The agile programming team positively welcomes changes to user requirements that will divert or alter the direction of the code in motion. Even late changes are welcome as these lead to higher competitive advantage for the customer who is ultimately (in theory) served with a better application.
Surely then, it remains tougher to control software quality in this vortex of dynamism? The Agile Manifesto demands a "continuous attention to technical excellence and good design" throughout, but we know that nobody and no team is perfect. Among other agile principles there are edicts insisting on business-developer connections and face-to-face conversations, but is any of this enough to ensure the health of your software in the real world?

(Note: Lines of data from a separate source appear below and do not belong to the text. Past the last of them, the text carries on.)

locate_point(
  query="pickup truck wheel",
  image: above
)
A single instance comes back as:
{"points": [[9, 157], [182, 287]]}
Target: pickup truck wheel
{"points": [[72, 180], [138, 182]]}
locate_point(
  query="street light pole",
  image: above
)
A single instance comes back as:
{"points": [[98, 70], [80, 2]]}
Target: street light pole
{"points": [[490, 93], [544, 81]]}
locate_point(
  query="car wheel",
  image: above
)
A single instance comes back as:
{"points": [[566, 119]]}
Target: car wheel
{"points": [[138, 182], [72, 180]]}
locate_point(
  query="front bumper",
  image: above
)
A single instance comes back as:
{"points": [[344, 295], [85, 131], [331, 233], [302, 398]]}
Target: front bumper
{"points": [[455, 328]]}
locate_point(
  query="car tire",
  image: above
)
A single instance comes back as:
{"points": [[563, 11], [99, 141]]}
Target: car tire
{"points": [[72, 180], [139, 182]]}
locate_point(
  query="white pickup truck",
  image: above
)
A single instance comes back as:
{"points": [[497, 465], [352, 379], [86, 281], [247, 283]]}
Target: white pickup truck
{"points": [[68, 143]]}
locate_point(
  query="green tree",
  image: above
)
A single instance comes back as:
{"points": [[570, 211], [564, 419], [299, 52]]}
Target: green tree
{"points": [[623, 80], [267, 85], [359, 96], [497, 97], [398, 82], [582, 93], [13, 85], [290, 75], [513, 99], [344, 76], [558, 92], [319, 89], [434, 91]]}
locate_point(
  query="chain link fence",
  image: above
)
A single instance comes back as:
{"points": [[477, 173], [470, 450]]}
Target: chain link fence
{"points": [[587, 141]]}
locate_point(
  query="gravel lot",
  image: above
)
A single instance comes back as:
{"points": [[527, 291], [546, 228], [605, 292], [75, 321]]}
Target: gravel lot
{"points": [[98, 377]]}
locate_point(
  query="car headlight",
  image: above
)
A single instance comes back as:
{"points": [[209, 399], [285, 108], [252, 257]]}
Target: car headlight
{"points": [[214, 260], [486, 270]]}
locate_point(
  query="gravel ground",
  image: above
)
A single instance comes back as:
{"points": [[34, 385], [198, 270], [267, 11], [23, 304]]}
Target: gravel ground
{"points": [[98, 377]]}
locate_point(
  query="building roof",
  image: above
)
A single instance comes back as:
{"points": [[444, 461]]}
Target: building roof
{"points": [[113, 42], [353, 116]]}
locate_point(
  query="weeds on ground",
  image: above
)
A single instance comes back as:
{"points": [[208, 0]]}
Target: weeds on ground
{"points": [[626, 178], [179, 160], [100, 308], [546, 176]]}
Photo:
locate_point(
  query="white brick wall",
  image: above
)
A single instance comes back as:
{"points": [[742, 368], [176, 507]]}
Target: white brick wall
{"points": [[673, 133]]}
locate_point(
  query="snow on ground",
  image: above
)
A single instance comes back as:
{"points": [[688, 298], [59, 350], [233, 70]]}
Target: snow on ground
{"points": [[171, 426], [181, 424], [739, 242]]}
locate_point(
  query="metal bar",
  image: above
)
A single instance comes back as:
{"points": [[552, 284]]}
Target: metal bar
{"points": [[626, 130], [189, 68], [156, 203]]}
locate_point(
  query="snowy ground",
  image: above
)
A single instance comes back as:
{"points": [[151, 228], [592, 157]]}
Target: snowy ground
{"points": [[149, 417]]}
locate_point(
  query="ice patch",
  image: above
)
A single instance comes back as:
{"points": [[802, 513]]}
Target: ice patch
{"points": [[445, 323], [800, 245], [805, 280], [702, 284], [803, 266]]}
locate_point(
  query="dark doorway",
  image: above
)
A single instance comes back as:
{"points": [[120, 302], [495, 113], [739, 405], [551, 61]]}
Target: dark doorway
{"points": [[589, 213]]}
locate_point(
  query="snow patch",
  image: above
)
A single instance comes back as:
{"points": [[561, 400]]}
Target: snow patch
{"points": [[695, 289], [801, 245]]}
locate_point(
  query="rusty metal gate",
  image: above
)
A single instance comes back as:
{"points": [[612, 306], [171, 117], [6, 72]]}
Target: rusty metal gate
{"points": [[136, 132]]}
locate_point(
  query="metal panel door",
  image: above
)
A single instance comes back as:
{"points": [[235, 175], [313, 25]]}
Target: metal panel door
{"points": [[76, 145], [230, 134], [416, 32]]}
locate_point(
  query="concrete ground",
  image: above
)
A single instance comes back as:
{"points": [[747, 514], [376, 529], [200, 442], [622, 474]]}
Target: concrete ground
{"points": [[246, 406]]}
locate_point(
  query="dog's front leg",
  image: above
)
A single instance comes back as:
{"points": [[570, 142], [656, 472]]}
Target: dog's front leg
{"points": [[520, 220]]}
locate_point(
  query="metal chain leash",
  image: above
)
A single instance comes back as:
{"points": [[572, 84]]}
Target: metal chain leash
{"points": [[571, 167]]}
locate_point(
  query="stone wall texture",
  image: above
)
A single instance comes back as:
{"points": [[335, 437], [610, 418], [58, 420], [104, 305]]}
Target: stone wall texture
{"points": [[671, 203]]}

The agile purists view vs. the applied view

Purists will argue that the agile process involves continuous testing for software quality and thus standalone testing tools are not needed. This assertion is a little overemphatic for most reasonably prudent software architects. This is the reason why we have both “pure” and “applied” mathematics – that is, one works on paper, one works in the real world.
Software quality itself is something of a moveable feast. For some it means straight quality control to examine whether a product is broken or not, but it can also relate to quality assurance to examine whether a product meets the needs and expectations of its users. We can even form subdivisions between software “functionality” quality and software aspects classed as non-functional, that is, more structurally focused on strength and maintainability.
Given this brief history of the agile software quality envelope, we can perhaps reason why so many suppliers have indeed developed products to serve this space. Sometimes shrouded in a wider application lifecycle management (ALM) suite of tools, software quality systems range from code testing to penetration testing to stress testing to usability and performance testing in their shape and focus.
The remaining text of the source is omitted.